And the story NBC To Finish 5th In Sweeps For First Time; Network Falls Behind Univision was posted previously.

*ABC*'s "Scandal" won the demo at 10 pm though "Elementary" walked away with the 50+ crowd. But "Zero Hour" at 8 pm ran behind The CW's "Vampire Diaries" and the invisible-elephant-in-the-ratings-chart.

*The CW* beat ABC and NBC in the 8 pm half hour and for the whole hour, though NBC's "Parks & Recreation" may have beaten "Vampire Diaries" in the 8:30 half hour - it will depend on the final ratings.

*NBC*. What can I say. No NBC show could find 1.5 million demo viewers or 3 million 50+ viewers last night. About the 10 pm slot, some of the affiliates must be dreaming about something better - like "The Leno Show."

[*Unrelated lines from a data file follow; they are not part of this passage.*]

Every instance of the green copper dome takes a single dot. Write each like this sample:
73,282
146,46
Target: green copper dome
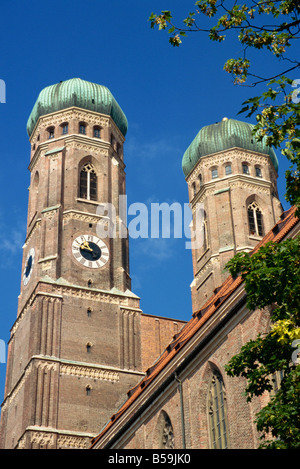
228,133
79,93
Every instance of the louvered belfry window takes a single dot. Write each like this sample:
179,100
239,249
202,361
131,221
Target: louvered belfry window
88,182
255,219
217,410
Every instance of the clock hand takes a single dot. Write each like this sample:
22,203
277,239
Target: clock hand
85,245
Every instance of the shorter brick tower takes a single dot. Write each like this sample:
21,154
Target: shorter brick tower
232,183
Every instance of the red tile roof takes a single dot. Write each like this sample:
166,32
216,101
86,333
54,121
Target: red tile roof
287,221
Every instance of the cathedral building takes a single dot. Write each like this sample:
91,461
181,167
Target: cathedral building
86,367
80,339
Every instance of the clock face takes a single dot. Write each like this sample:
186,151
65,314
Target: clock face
28,266
90,251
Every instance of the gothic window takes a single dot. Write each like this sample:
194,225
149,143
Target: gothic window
228,169
193,189
258,172
50,131
166,432
65,128
88,182
214,173
205,233
217,411
88,348
245,169
255,219
82,128
97,133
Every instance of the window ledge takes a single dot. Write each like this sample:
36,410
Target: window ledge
86,201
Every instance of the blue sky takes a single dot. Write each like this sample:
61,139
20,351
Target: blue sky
167,95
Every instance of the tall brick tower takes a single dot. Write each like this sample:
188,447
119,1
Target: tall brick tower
232,183
74,349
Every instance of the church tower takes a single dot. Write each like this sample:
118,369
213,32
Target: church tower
74,349
232,184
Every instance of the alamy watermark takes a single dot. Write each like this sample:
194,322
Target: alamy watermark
296,93
2,351
154,221
2,91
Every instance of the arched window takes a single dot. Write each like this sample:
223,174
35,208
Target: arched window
64,128
193,189
258,172
255,219
165,429
245,169
97,131
217,413
82,128
214,173
228,169
88,347
88,182
205,232
50,131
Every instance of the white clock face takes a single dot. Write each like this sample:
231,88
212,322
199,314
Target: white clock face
28,266
90,251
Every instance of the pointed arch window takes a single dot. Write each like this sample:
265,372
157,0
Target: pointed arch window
97,131
166,432
82,128
205,232
88,182
217,410
255,219
228,169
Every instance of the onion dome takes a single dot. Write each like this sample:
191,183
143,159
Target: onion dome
228,133
79,93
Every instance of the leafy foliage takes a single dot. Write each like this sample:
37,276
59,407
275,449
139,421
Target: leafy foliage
272,277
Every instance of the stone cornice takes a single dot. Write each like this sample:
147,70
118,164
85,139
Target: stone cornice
65,115
222,157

In passing, it's worth noting that the 9 pm showing of "Swamp People" on the History Channel pulled 1.4 million demo viewers and 2.7 milliion 50+ viewers.:nono:


----------



## phrelin (Jan 18, 2007)

Last night was the final Fridayday in the 2013 February Sweeps. There were no disruptions of the normal schedule any Friday - no awards shows, football games, or State of the Union Address. Here's how the four weeks turned out:








Unfortunately for CBS, somebody in the executive suite must have been doing some explaining to CEO Les Moonves. Replacing "Undercover Boss" with "The Job" appears to have cost them the bragging rights to winning the 2013 February Sweeps Friday demo though they still won the 50+ crowd. Let's look at the details for Fridays.


*If you need larger print you can click on the image above.*








*ABC*'s "Shark Tank" won the demo in both the 9:00 and 9:30 half hours and "20/20" won the 10:00 half hour and tied with "Blue Bloods" in the 10:30 half hour.

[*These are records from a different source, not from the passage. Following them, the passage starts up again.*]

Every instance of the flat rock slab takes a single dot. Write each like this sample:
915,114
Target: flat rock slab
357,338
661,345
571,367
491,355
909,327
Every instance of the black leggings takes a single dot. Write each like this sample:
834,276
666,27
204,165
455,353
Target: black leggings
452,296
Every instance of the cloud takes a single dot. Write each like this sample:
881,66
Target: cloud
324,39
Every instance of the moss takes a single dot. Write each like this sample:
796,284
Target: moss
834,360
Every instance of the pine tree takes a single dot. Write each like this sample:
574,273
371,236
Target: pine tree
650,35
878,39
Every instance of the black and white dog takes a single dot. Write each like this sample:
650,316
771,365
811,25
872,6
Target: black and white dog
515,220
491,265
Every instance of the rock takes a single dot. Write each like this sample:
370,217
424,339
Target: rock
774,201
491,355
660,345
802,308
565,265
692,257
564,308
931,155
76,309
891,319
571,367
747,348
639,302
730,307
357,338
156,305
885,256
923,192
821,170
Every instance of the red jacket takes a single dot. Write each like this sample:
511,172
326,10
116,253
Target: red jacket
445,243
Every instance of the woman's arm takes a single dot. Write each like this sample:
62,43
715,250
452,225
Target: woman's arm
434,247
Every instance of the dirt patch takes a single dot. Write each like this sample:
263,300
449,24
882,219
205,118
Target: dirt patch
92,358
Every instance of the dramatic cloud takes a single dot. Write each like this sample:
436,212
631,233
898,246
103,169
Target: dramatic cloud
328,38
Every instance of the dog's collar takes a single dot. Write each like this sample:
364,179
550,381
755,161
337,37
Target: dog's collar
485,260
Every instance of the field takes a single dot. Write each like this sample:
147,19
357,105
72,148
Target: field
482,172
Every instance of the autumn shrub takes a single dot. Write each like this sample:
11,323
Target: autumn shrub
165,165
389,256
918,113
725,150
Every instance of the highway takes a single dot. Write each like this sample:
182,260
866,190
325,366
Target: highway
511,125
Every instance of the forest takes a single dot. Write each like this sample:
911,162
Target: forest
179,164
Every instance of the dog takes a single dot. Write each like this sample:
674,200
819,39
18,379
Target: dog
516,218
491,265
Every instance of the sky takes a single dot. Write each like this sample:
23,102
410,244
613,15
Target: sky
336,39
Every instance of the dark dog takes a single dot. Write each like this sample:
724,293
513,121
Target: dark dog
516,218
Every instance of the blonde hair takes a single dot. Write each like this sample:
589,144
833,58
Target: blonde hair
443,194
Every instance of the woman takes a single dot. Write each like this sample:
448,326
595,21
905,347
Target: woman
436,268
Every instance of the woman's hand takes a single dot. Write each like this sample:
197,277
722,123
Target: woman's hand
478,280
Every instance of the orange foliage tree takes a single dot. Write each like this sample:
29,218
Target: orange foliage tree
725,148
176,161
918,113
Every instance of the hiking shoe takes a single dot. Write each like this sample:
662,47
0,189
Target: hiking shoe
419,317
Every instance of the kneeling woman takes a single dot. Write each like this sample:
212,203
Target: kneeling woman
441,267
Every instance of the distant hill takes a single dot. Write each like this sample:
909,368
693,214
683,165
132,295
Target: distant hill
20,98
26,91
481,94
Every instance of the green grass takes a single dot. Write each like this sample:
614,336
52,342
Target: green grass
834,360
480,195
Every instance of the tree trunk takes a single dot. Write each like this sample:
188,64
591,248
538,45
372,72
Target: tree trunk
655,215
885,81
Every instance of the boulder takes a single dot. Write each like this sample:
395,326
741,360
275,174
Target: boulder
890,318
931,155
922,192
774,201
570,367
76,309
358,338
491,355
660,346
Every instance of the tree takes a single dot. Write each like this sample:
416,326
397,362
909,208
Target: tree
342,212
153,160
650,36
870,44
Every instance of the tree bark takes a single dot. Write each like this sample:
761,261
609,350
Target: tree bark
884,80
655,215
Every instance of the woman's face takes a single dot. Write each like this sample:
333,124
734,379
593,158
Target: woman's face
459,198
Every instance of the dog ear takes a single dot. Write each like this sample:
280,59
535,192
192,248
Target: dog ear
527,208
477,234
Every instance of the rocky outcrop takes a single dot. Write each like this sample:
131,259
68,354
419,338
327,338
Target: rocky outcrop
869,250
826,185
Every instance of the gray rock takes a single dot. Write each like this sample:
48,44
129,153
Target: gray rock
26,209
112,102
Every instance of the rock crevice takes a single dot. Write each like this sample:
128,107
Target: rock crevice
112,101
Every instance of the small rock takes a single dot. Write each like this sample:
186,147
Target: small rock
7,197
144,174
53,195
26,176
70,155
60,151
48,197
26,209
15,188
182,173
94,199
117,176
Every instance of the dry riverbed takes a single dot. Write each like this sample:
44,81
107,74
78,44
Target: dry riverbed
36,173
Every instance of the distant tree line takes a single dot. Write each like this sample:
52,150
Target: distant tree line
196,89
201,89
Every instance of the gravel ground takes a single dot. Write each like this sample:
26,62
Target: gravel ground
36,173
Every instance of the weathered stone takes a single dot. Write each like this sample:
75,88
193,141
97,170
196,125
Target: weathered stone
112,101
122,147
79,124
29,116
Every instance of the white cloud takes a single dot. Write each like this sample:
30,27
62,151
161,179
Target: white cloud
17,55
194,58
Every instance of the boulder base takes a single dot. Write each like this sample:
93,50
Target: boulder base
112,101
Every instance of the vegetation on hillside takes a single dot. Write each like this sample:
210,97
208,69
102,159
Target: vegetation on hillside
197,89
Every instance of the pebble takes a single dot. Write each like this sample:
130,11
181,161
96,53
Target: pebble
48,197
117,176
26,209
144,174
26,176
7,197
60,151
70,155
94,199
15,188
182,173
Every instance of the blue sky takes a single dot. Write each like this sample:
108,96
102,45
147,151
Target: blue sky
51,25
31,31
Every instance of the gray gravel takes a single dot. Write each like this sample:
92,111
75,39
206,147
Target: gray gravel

*CBS* at 8 pm brought back "Undercover Boss" last night in a panic. It won both half hours. I don't think they've had a ratings disaster as bad as "The Job" in a long time, if ever. The season (series???) finale of "CSI: NY" was #3 in the demo though still #1 in the 50+ crowd. In two weeks, "Golden Boy" will fill this slot after airing on two Tuesdays at 10:00 pm. I assume the hope is that it will eek out more demo viewers against "Shark Tank." The problem is that it will be up against the return of NBC's "Grimm" which does have a small but loyal demo audience. "Blue Bloods" continues to have a big (for Friday) 50+ audience and competes against "20/20" for dwindling Friday demo viewers.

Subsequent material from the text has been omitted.